Pertama-tama, ia mencari Liang-lopek. Orang tua ini memang selalu akrab dengannya. Kesukaan baru Cio San, yaitu belajar masak, memang harus tertunda dulu. Padahal ia senang sekali mempelajari kemampuan baru ini.

Cio San menemukan Liang-lopek sedang beberes di dapur belakang.

“Ah kau.., bagaimana? Sudah bertemu Ciangbunjin? Apa kata beliau?” tanya Liang-lopek.

“Sudah, Lopek. Kata beliau, saya harus ke pondok bambu selama 3 bulan.” Sambil berkata begitu, ia membuat mimik muka yang lucu. Nampaknya hukuman seperti ini lumayan menyenangkan juga bagi Cio San.
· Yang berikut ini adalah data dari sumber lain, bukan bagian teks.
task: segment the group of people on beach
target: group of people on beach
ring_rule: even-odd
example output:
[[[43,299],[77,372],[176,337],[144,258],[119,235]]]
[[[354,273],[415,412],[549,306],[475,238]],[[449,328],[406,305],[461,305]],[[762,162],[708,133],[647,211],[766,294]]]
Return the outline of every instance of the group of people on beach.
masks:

“Haha, kau senang ya disuruh menyendiri 3 bulan? Tak ada orang yang mengganggumu disana ‘kan?”

“Iya, Lopek, haha…”

“Kalau bukan orang yang mengganggumu, bisa saja setan gunung yang mengganggumu,” goda Liang-lopek sambil membuat mimik muka seram.

“Asal saya tidak disuruh berlatih silat, nampaknya diganggu setan gunung juga lebih baik,” tawa Cio San.
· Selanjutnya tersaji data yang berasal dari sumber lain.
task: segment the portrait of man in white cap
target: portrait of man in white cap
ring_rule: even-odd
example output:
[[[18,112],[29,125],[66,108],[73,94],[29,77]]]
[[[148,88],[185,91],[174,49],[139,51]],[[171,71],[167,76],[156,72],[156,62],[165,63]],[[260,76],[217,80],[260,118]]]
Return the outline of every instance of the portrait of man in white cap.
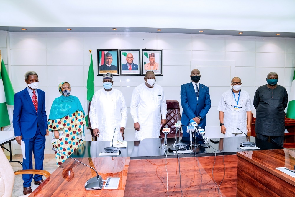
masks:
[[[99,66],[100,71],[117,71],[117,66],[112,64],[113,55],[108,52],[105,56],[104,63]]]

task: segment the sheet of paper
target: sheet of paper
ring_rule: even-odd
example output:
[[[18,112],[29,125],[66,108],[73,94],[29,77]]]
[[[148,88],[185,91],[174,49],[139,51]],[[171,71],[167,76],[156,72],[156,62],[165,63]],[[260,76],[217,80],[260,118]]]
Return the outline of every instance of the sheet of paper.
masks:
[[[22,149],[22,157],[24,159],[26,159],[26,151],[24,149],[24,142],[22,140],[21,142],[20,148]]]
“Hus..! Jika didengar gurumu, hukumanmu bisa-bisa diganti disuruh belajar silat terus, tidak boleh makan dan tidak boleh tidur.”
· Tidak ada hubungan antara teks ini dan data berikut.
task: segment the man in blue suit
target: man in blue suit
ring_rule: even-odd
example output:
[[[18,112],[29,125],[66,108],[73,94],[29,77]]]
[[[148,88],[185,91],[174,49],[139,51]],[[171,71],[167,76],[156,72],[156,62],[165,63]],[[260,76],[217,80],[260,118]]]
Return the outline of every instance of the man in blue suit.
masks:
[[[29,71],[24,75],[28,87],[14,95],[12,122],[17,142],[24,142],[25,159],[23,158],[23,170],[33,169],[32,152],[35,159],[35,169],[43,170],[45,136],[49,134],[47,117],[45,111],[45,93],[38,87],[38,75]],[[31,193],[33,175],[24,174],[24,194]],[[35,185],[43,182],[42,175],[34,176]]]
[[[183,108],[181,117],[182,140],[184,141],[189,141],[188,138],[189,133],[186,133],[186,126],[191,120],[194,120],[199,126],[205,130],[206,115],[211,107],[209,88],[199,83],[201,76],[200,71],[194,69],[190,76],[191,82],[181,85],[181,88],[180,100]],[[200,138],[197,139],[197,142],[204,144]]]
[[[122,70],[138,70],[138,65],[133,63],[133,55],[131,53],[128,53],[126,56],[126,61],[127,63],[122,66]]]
Mereka berdua tertawa lagi.

Tiba-tiba Liang-lopek berkata, “Eh, aku punya sesuatu yang bisa kau pakai untuk menemanimu disana.”

“Apa itu, Lopek?”

“Tunggu sebentar.”

Liang-lopek lalu pergi ke biliknya. Tak berapa lama, ia keluar membawa beberapa barang.

“Ini ada sebuah panci kecil. Supaya kau bisa memasak sendiri disana. Memang aku tahu biasanya setiap beberapa hari sekali, ada murid yang mengantarkan makanan bagimu kesana. Tapi kupikir, kau mungkin ingin memasak sendiri sambil mencoba-coba resep yang kuajarkan tadi.”

“Ah, terima kasih, Lopek.” Cio San tertawa senang.

“Ngomong-ngomong tentang resep, ini kukasih juga buku resep khusus. Di dalamnya selain ada resep-resep masakan kuno, juga ada penjelasan tentang bahan-bahan dan tanaman-tanaman khusus.”

“Terima kasih, Lopek. Saya pasti mempelajari buku itu.”

“Nah, ini yang terakhir. Kubawakan juga sebuah khim (sejenis kecapi) kecil untuk menemanimu bernyanyi dengan setan gunung. Hahahaha…”

“Hahaha…, Lopek jangan bergurau. Saya ‘kan tidak bisa bermain khim. Walaupun ayah saya mahir sekali bermain, saya sama sekali belum pernah mencobanya.”

“Kalau ayahmu mahir bermain, pastilah juga itu menurun kepadamu. Coba-coba saja lah...”

“Huh, bisa-bisa nanti waktuku habis kupakai belajar khim dan belajar masak. Pelajaran silat bisa terlupa semua. Bahaya...” Wajah Cio San membuat mimik lucu lagi.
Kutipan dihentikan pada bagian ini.